Right -- I think we're all getting more experience than we'd like this
year talking to journalists whose deadline is "in four hours" and who
have no interest in actually learning about the issues. :/

> > I would be more concerned with adversary externaly
> > observing the connections, seeing that a group of people from within
> > country X are connecting to the same ip in country Y , thus relating
> > those people in that group as sharing a node in a social graph, so to
> > each other, while they might not have seen them as related before..
> 
> This is a concern that was discussed at some length yesterday at the Google
> Ideas Summit, and it's a really astute observation others have also made,
> most recently at CTS in Berlin. With Lantern it's considerably less of an
> issue because Lantern uses
> Kaleidoscope<https://github.com/getlantern/kaleidoscope> to
> also share connections of contacts who are not direct friends, in Lantern's
> case up to four degrees away. While that raises its own concerns in terms
> of proxying through essentially total strangers (again with blocking
> resistance as the goal), it does mitigate against social network mapping
> attacks. In both the UProxy and Lantern cases, however, there is more
> thought and research to be done, as it's not immediately obvious how
> significant it is that two people know the same person, particularly when
> that person is inherently living in another country that is uncensored.
> That is by no means an effort to dismiss the critique but rather an
> observation that the conclusions to draw aren't obvious at least to me.
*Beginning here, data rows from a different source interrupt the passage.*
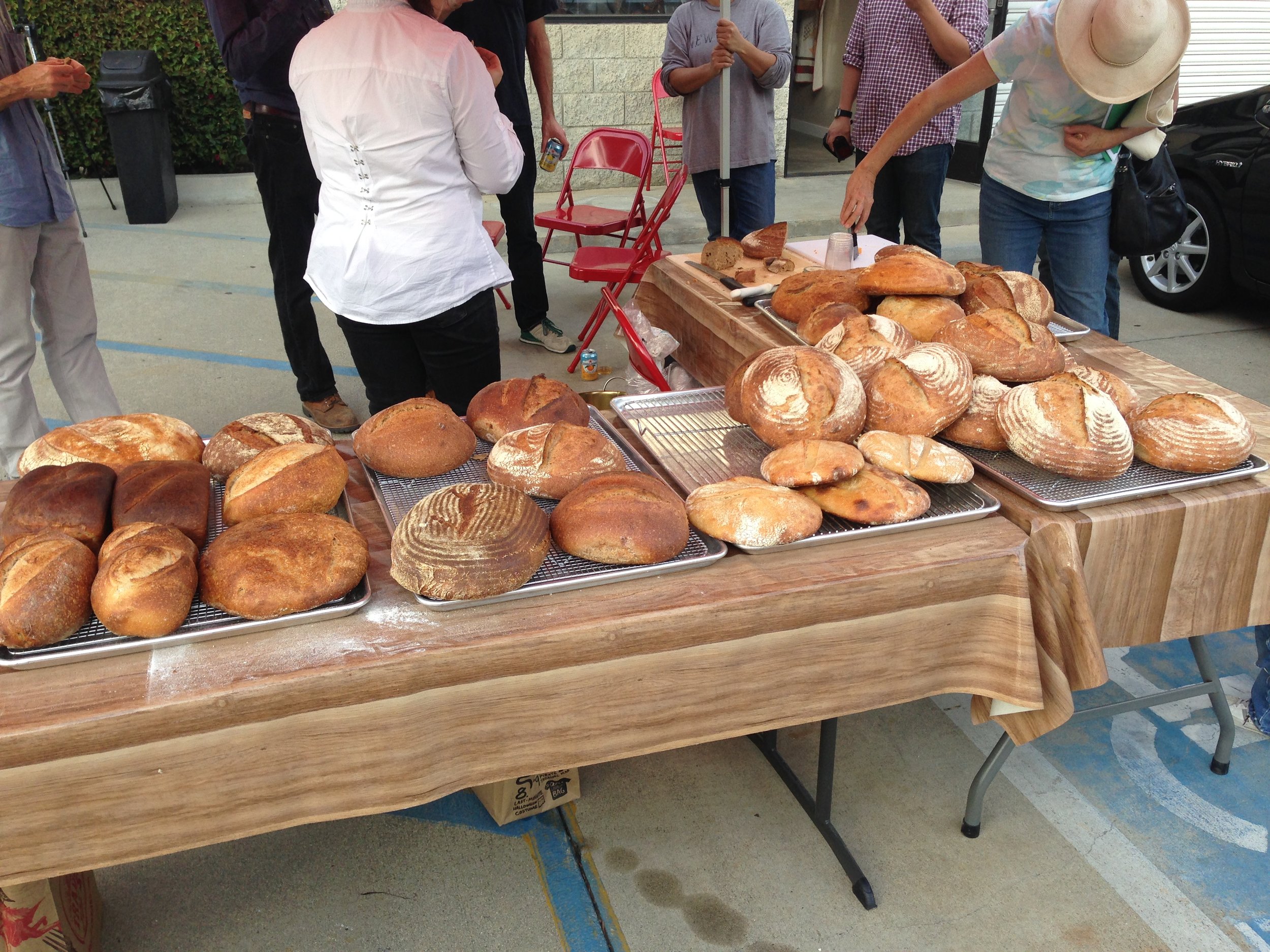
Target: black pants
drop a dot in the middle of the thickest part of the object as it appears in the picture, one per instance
(524, 252)
(289, 189)
(454, 353)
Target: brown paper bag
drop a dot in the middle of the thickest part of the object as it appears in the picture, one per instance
(64, 913)
(529, 795)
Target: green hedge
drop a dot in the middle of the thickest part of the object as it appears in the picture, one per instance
(206, 122)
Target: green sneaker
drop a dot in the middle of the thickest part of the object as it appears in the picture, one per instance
(550, 337)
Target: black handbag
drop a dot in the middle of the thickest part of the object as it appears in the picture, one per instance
(1149, 207)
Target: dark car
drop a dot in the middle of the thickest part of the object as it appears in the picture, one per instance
(1222, 151)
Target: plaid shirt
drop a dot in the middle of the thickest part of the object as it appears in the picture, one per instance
(890, 46)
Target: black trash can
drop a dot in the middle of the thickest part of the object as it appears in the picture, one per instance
(136, 100)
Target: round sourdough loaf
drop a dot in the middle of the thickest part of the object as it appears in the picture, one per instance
(809, 463)
(865, 341)
(116, 442)
(510, 405)
(921, 391)
(752, 513)
(1004, 346)
(74, 498)
(621, 518)
(235, 443)
(552, 458)
(802, 392)
(296, 478)
(1192, 433)
(471, 540)
(874, 497)
(978, 427)
(281, 564)
(45, 585)
(146, 580)
(416, 438)
(923, 315)
(1065, 425)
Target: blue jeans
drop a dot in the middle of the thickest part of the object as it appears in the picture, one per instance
(1076, 234)
(910, 188)
(752, 199)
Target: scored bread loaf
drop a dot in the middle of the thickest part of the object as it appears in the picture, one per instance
(865, 341)
(752, 513)
(1192, 433)
(874, 497)
(915, 457)
(1065, 425)
(470, 540)
(552, 458)
(74, 498)
(245, 438)
(621, 518)
(1004, 346)
(146, 580)
(809, 463)
(978, 427)
(802, 392)
(116, 442)
(295, 478)
(416, 438)
(510, 405)
(167, 491)
(281, 564)
(921, 391)
(45, 585)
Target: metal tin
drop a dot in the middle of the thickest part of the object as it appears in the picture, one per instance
(204, 623)
(695, 441)
(560, 572)
(1062, 493)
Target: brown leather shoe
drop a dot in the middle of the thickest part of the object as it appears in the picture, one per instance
(332, 413)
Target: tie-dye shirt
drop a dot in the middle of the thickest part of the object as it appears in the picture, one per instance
(1027, 151)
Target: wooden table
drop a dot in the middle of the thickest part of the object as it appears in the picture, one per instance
(118, 760)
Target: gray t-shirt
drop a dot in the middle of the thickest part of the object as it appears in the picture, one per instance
(690, 39)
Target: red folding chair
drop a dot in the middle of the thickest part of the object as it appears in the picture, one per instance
(663, 134)
(641, 358)
(619, 267)
(611, 150)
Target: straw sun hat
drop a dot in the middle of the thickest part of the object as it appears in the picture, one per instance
(1119, 50)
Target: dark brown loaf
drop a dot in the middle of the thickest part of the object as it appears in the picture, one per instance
(45, 585)
(74, 498)
(553, 458)
(116, 442)
(416, 438)
(510, 405)
(177, 494)
(235, 443)
(471, 540)
(621, 518)
(146, 580)
(282, 564)
(296, 478)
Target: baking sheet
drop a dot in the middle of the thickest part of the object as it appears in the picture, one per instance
(1062, 493)
(559, 572)
(697, 443)
(93, 640)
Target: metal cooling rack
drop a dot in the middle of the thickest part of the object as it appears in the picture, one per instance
(696, 442)
(1062, 493)
(559, 572)
(204, 623)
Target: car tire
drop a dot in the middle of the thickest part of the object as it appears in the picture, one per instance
(1192, 275)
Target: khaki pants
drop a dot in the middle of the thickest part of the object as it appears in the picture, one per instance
(44, 276)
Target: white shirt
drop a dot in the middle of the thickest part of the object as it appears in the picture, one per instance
(404, 134)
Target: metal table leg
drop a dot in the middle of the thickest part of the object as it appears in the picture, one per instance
(818, 806)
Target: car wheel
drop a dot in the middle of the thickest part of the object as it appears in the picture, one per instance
(1190, 275)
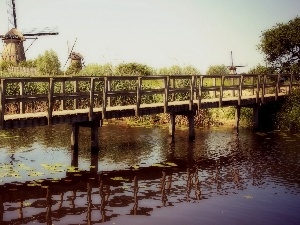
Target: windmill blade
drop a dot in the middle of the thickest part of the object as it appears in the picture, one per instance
(30, 45)
(45, 31)
(69, 53)
(14, 12)
(11, 12)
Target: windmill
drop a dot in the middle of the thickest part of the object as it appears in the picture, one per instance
(233, 68)
(13, 48)
(74, 57)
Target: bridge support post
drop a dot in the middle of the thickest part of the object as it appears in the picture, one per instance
(256, 117)
(237, 117)
(94, 138)
(172, 126)
(74, 137)
(191, 127)
(94, 125)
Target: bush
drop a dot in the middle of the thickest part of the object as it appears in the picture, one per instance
(289, 116)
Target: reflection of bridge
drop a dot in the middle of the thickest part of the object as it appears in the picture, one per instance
(97, 197)
(85, 101)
Preventing or slowing the 'social network mapping' attack is an important
goal.

But this discussion also reminds me a lot of the "Zig-zag between bridges
and users" attack:

"Start with a set of known bridge addresses. Watch your firewall to
see who connects to those bridges. Then watch those users, and see what
other addresses they connect to. Wash, rinse, repeat."

You can read more about it as attack #10 at
https://blog.torproject.org/blog/research-problems-ten-ways-discover-tor-bridges

In the Lantern / uProxy case I could probably speed the attack by feeding
users a cookie on one of the censored websites (or a component the
website draws in like an ad network), and then making a list of other
addresses whose requests include that cookie. (But here I am making a
point about how ignoring privacy will harm your circumvention tool, and
you've already declared that you're a circumvention tool not a privacy
tool, so I'll put that point aside for now. :)

I wonder how much change Kaleidoscope would need to implement the 'cells'
idea in the blog post. As you say, much research remains.